São quase 19 horas. Pergunto-lhe pela Oncologia novamente, como lidava com o lado mais frágil e impotente da vida. “Não tive muitos doentes em cuidados terminais. Havia um patamar em que parávamos a quimioterapia e o doente ia para casa. Claro que vi muitos doentes morrerem na enfermaria, mas fazia parte. Hoje cada vez faz menos parte, porque cada vez há mais sobreviventes, o diagnóstico é mais precoce. Mas é o destino de todos nós, temos de escolher entre uma doença degenerativa, uma cardiovascular ou um cancro. O resto, costumo dizer, são pipocas”. Carlos Oliveira tem uma linguagem própria, genuína, onde o sotaque açoriano ganha asas embalado no entusiasmo.
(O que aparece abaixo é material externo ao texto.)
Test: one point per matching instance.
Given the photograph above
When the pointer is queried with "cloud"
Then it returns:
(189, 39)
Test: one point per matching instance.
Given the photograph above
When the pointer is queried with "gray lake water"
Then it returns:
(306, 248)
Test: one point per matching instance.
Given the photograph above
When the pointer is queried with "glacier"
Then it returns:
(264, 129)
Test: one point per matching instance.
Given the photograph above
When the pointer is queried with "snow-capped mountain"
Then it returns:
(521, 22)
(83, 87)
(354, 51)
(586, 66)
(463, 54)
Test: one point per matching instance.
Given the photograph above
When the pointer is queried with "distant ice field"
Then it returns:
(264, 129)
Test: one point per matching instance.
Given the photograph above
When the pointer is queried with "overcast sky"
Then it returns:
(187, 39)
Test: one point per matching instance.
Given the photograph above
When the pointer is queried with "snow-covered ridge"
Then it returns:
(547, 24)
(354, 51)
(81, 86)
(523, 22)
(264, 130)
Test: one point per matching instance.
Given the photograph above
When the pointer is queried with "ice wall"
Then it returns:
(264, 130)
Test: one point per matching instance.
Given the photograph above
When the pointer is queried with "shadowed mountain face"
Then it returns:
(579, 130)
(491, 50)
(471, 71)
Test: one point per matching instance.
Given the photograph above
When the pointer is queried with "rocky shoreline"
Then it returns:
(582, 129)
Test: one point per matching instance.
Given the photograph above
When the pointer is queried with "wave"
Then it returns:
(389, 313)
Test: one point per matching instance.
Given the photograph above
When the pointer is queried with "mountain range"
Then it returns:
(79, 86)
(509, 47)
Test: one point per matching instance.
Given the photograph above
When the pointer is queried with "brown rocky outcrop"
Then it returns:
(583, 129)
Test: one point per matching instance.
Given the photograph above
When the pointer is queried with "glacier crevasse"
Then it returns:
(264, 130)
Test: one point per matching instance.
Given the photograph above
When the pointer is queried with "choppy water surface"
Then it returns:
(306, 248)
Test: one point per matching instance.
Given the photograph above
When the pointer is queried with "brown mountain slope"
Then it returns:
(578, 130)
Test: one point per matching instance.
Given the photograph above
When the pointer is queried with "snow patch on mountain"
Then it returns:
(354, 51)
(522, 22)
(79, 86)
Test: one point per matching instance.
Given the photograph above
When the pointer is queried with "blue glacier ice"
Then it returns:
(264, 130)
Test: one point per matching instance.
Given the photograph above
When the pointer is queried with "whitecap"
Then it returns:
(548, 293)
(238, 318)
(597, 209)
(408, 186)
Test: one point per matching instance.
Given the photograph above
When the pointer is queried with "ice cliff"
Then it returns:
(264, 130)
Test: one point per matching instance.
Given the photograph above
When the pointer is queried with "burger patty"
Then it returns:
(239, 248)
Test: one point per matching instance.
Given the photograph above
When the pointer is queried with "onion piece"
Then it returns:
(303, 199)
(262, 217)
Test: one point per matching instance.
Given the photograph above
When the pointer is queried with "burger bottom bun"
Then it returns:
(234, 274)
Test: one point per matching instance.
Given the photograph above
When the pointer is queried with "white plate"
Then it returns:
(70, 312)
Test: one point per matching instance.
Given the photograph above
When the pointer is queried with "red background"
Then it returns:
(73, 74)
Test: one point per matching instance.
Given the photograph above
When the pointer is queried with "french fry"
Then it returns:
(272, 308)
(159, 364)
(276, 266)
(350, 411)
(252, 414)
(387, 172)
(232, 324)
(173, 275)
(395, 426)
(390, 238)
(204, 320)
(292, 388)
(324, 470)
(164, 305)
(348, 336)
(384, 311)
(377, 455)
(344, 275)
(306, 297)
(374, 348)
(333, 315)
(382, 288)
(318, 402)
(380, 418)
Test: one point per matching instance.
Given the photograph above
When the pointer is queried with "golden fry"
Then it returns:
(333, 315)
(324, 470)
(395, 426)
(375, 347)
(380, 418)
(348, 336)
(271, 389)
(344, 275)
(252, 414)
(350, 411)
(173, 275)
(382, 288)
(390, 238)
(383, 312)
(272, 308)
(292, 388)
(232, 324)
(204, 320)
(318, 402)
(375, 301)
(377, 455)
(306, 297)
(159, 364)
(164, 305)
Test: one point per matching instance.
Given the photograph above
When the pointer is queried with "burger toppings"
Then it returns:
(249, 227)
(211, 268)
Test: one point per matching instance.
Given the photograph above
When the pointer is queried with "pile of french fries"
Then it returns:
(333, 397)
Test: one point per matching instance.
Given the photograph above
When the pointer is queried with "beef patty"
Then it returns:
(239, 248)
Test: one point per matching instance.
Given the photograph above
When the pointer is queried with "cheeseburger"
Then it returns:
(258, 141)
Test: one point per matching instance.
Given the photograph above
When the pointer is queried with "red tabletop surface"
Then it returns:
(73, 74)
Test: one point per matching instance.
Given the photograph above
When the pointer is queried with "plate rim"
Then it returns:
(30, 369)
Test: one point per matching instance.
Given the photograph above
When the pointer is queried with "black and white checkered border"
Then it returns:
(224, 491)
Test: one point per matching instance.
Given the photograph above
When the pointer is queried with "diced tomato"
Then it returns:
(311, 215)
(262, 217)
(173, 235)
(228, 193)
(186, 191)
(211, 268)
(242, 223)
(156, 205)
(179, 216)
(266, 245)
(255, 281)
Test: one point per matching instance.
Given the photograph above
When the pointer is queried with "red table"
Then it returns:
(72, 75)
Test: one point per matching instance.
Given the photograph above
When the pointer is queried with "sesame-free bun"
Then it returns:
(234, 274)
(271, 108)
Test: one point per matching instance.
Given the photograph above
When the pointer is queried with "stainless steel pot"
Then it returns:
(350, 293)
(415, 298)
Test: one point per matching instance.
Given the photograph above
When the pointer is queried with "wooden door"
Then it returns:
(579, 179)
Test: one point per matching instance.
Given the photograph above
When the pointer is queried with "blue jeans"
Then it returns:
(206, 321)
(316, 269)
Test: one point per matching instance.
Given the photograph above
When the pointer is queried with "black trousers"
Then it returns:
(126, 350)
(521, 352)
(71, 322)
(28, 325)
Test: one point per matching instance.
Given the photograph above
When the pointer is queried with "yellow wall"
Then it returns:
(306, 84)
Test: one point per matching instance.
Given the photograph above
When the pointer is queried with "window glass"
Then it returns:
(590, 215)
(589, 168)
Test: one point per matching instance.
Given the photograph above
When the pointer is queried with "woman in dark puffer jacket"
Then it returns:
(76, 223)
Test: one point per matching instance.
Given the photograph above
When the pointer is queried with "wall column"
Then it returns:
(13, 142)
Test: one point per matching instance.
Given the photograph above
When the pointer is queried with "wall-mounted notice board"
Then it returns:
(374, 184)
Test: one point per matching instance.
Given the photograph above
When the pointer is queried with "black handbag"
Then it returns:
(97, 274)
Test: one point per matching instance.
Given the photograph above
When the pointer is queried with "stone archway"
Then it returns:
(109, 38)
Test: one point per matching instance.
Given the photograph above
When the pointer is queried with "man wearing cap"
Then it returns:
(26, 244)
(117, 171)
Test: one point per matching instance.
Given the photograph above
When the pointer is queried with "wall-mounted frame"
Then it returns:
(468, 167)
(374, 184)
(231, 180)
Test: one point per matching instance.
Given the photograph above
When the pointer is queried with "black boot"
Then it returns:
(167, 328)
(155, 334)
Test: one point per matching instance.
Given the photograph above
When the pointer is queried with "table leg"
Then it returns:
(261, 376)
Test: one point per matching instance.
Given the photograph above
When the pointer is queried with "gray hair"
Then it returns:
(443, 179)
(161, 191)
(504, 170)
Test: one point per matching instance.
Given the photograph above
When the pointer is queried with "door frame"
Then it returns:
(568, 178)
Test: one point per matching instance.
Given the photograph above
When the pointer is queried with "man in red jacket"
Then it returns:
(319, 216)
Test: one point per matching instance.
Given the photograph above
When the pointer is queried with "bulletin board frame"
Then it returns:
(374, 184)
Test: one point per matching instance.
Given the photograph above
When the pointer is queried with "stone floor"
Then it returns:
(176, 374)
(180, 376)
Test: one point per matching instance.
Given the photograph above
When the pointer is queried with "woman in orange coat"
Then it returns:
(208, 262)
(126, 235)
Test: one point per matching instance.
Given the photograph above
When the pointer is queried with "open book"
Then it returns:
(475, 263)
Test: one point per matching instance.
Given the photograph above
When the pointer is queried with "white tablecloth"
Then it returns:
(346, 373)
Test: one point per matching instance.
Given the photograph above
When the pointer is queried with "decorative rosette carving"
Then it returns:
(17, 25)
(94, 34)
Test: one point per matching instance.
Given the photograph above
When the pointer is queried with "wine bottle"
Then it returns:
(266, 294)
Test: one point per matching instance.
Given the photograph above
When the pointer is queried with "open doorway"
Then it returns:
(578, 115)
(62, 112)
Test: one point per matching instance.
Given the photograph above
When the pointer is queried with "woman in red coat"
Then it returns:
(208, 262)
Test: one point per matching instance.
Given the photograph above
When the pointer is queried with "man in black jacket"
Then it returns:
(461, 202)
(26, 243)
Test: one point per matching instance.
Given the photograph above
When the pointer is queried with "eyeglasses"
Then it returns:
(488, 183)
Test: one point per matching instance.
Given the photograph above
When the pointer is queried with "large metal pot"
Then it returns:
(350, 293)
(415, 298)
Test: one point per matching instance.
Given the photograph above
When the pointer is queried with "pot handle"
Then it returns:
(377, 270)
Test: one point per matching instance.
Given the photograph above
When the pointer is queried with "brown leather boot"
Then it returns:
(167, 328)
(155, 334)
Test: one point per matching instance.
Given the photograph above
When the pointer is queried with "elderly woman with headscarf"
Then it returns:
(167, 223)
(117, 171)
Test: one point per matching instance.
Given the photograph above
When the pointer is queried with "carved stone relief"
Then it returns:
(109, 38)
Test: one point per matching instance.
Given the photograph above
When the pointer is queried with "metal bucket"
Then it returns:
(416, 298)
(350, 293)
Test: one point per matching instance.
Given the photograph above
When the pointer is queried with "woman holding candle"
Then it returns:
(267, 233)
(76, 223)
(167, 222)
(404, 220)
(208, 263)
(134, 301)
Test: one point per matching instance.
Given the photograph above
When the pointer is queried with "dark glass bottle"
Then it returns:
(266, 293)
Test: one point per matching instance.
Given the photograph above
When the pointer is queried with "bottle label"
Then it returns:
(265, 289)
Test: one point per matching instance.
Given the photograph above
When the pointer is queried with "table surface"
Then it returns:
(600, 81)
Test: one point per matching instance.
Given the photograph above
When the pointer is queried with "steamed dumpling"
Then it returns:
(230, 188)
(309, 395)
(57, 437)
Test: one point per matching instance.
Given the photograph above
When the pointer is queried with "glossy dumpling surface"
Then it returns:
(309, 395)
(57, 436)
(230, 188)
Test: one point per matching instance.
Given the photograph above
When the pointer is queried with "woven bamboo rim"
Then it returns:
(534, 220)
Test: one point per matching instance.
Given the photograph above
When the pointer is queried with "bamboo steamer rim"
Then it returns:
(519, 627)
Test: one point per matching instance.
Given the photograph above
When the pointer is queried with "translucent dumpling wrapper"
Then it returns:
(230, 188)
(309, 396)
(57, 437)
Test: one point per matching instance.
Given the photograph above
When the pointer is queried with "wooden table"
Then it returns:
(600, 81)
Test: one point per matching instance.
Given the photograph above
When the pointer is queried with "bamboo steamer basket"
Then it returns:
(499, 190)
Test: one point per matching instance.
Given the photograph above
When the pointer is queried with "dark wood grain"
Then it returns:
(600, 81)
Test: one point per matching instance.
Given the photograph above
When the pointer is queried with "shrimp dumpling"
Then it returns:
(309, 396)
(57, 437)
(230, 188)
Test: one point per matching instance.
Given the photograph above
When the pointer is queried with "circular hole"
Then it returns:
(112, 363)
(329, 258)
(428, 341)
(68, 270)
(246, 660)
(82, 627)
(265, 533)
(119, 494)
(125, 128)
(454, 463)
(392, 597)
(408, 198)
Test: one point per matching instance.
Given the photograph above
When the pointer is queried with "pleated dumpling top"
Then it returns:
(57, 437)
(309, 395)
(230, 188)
Falta-lhe alguma coisa? “Tenho histórias que lhe contei que gostaria de passar a papel, mas não passo. Tenho selos”. As histórias são assim. No entusiasmo há também uma espécie de garante que se conta uma parte e outras ficam guardadas para mais tarde. Não cabem no espaço definido, mas ficam na memória sonora de uma conversa de três horas.